The official definition defines glaucoma as “a group of eye conditions that damage the optic nerve.” Conventionally, of course, most people think of glaucoma as a single-eye disease, severe cases of which can cause blindness. In fact, glaucoma is one of the leading causes of blindness in people over the age of 60.
Needless to say, glaucoma is a fairly complex disease; it’s considered a “group” of eye conditions because there are a bunch of different types of glaucoma. All types of glaucoma are characterized by damage to the optic nerve caused by high pressure in the eye, or intraocular pressure, often caused by fluid build-up inside the eye. The optic nerve is essential for sight, thus severe damage to the optic nerve can cause blindness.
Of the various types of glaucoma, the most common is called primary open-angle glaucoma and is what most people are talking about when they talk about glaucoma. Other types include acute closed-angle glaucoma, and the much less common secondary glaucoma, normal-tension glaucoma, and pigmentary glaucoma.
Glaucoma, the build-up of pressure in the eye causing damage to the optic nerve, is generally thought to be caused by a blockage to the mesh-like channels through which the fluid in your eye called aqueous humor flows naturally. When those channels are blocked, the pressure in your eye builds up, and the optic nerve can be damaged.The real question is, what causes the blockage? Truth be told, experts are not entirely sure what causes it, but it is thought that a predisposition to the blockage can be genetic and passed down to children. Some less common glaucoma conditions can be caused by injury to the eye or severe eye infection.

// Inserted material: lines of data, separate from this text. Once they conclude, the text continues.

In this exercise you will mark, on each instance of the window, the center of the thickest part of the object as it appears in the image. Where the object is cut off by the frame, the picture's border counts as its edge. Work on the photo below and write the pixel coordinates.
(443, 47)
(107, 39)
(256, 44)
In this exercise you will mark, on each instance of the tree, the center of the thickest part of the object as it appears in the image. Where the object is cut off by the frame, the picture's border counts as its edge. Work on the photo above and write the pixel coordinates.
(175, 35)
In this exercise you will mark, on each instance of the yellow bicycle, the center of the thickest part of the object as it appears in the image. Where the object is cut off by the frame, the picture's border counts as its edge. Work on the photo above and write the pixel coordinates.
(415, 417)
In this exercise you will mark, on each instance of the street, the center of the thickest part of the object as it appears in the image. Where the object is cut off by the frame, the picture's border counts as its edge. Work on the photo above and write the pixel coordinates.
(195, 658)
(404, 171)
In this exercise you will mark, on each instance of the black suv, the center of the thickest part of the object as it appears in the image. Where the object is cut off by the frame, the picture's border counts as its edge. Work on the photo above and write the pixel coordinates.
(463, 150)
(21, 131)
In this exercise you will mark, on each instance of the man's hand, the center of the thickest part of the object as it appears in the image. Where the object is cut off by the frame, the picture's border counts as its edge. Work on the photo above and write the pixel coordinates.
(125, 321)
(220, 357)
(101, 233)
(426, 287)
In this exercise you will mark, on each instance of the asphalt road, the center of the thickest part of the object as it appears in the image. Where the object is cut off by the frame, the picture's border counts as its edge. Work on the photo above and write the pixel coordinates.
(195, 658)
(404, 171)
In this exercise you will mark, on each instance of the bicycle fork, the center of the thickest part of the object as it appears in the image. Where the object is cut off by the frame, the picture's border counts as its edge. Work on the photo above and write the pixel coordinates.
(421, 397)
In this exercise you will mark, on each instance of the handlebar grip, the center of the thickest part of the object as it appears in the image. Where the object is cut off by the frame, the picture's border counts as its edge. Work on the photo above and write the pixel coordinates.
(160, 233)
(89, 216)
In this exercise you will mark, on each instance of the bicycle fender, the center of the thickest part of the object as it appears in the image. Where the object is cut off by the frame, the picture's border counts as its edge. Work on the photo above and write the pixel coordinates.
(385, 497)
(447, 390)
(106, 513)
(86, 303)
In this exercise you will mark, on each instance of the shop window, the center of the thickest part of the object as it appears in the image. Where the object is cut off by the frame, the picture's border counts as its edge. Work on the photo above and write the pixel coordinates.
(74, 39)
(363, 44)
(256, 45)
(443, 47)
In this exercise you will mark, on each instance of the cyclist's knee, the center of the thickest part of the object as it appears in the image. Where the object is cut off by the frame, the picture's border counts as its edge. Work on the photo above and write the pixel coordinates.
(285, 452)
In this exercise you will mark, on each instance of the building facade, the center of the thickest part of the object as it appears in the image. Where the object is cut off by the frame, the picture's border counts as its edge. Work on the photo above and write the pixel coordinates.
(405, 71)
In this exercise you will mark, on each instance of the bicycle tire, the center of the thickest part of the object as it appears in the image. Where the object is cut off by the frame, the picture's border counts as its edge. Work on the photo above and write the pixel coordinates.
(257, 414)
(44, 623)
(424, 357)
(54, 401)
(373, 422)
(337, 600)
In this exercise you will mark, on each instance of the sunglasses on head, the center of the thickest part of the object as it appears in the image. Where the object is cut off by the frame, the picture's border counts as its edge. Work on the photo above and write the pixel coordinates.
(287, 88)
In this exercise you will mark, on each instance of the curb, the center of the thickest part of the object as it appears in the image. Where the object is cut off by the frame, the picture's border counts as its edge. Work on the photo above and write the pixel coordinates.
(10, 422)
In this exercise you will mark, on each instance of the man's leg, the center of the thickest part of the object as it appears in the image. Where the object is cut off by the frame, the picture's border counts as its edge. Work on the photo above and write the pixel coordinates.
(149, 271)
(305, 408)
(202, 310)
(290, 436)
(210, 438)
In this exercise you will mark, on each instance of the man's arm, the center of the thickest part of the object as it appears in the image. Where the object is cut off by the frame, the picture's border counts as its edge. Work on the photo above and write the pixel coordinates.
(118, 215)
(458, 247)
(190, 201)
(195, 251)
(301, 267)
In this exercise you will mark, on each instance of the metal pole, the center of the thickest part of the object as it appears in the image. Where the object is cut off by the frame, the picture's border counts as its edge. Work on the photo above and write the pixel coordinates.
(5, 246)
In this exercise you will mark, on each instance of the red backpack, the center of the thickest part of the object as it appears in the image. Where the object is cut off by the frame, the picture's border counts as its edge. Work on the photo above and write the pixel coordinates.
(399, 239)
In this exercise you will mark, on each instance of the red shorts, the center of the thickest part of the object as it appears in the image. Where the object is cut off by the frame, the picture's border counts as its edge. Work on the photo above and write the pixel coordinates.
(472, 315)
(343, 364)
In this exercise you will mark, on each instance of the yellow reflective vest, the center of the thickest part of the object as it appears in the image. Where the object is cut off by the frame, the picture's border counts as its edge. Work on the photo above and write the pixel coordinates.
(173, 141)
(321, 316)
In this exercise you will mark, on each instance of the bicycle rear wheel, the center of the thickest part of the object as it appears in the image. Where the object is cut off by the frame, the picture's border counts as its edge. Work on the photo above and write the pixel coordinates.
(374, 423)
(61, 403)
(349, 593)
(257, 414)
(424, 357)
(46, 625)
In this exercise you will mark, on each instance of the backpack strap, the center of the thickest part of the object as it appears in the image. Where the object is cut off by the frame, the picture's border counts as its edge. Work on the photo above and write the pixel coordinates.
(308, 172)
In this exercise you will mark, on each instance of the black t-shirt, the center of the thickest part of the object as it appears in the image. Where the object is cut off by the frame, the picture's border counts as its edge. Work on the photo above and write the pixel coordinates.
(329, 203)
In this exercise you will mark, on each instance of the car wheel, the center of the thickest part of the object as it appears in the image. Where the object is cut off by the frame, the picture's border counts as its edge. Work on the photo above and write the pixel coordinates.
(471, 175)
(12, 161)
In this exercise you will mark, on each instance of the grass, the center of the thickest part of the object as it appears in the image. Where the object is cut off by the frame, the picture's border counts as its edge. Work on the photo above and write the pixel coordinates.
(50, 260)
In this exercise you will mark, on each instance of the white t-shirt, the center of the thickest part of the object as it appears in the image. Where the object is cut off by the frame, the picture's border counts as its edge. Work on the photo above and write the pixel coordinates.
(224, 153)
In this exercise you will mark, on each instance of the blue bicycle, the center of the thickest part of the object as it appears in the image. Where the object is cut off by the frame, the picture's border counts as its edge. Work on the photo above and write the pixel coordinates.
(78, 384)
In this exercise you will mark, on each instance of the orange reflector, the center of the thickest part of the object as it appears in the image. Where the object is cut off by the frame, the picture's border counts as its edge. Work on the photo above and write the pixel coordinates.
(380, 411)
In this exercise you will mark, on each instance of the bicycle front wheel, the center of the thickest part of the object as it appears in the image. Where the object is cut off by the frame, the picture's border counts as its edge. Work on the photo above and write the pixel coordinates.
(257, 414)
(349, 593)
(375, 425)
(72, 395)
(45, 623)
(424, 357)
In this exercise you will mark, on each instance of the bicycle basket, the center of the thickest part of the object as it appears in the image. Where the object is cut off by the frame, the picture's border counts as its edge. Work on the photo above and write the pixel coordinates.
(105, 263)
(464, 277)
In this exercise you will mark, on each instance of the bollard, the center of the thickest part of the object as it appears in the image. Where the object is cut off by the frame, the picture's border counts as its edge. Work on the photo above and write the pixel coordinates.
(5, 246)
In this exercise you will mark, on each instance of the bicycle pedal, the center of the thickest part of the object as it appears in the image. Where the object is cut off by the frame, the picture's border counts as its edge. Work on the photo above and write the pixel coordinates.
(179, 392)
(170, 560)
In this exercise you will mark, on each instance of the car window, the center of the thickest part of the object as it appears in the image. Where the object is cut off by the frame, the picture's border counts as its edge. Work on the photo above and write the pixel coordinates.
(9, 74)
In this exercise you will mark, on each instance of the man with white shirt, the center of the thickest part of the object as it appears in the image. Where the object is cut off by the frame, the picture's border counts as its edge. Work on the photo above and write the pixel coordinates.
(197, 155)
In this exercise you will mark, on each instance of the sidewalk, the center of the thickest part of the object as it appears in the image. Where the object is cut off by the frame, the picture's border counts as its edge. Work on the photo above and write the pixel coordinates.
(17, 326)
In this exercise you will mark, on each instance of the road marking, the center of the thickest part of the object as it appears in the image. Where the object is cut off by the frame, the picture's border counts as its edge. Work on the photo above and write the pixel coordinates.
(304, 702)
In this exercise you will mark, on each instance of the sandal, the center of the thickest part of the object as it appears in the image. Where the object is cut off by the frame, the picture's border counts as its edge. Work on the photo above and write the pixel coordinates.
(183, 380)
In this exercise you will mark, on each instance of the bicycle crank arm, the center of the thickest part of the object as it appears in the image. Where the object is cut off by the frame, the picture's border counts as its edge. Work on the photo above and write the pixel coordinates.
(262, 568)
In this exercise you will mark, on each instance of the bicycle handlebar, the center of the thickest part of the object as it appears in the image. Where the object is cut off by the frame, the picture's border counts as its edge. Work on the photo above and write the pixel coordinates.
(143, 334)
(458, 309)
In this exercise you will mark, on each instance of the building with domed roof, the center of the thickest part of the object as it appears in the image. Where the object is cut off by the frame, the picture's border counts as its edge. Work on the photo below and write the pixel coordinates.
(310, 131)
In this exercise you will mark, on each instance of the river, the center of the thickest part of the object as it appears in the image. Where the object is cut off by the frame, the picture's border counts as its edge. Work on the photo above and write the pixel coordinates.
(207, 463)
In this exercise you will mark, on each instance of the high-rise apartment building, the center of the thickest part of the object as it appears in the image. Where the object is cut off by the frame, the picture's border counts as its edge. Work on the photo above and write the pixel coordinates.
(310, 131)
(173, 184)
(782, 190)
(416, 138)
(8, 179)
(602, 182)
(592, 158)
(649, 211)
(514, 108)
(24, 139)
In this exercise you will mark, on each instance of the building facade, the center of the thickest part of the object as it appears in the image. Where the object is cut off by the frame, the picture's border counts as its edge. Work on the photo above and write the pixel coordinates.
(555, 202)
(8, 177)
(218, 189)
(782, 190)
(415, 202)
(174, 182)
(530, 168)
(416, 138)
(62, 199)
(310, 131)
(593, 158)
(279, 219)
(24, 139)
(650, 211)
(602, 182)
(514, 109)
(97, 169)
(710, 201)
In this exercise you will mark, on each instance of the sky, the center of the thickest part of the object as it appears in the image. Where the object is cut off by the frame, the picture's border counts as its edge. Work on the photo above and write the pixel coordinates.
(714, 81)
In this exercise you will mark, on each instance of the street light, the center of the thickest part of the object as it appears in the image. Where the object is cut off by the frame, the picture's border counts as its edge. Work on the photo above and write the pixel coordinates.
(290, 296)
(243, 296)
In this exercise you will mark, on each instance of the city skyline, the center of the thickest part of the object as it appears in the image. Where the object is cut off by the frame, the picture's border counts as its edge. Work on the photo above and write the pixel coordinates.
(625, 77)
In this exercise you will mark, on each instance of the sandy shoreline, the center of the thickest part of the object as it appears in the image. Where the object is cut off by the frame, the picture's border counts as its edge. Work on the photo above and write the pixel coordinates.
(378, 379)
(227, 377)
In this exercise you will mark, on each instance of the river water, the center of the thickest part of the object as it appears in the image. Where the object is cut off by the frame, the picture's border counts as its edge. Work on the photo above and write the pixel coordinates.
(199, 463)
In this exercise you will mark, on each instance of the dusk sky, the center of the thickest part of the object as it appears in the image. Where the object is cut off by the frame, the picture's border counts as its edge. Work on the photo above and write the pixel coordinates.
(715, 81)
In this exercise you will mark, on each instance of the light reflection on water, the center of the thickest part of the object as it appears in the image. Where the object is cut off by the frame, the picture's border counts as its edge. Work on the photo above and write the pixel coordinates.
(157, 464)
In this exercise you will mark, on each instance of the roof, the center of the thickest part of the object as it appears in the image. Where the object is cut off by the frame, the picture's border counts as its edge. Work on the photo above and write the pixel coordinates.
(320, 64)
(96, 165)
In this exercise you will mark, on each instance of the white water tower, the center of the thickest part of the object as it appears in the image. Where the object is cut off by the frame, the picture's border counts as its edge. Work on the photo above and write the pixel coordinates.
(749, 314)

It turns out, that many types of glaucoma while they eventually do have symptoms, can come on so gradually that a person may often not notice the change in their vision until the disease is at a relatively advanced stage. For primary open-angle glaucoma, people generally report patchy blind spots in their peripheral, and later their central vision, or tunnel vision later in the disease.
With acute closed-angle glaucoma, symptoms may include hazy or blurred vision, rainbow circles around bright lights, eye and headache pain, nausea and vomiting, and sudden vision loss. While damage can occur quickly with this type of glaucoma, the signs and symptoms are very noticeable and thus can be treated quickly by your eye doctor.
If untreated, the blindness caused by glaucoma can be permanent, but there are ways to both prevent and head off the disease, as well as treat it in the early stages.
Your number one prevention method is regular comprehensive eye exams. With regular screenings, your eye doctor can detect and treat glaucoma before any significant damage to your eyes or vision. While a comprehensive eye exam every few years might be fine in your 40s and 50s, people over 65 at higher risk should see their eye doctors at least every one to two years.
Glaucoma is generally treated with medicative eyedrops to lower the pressure in your eye preventing damage to the optic nerve. Beyond that, a doctor might suggest oral medication, laser treatment, or eye surgery to help drain the excess fluid in your eye. Treatment for glaucoma won’t reverse any damage already done to your eye, but treatment early on in the disease can slow the progression and protect your vision going forward.
While it continues to be thought that marijuana can help reduce pressure in your eyes, thus treating glaucoma, “reviews by the National Eye Institute and the Institute of Medicine show that there is no scientific evidence that marijuana is more effective than modern medications.”
Glaucoma often your eyes highly sensitive to light and glare. Some glaucoma medications can exacerbate that problem even further. Wearing sunglasses outdoors with UV protection can both make your eyes considerably more comfortable, but also slow the progression of glaucoma and macular degeneration.
Virtually unrecognizable to most people without his ever-changing array of fashionable sunglasses, it turns out U2 singer Bono has famously worn sunglasses both indoors and out for over 20 years to deal with glaucoma. Coming clean about his trademark shades, Bono said, “I’ve had glaucoma for the last 20 years. I have good treatments and I am going to be fine.”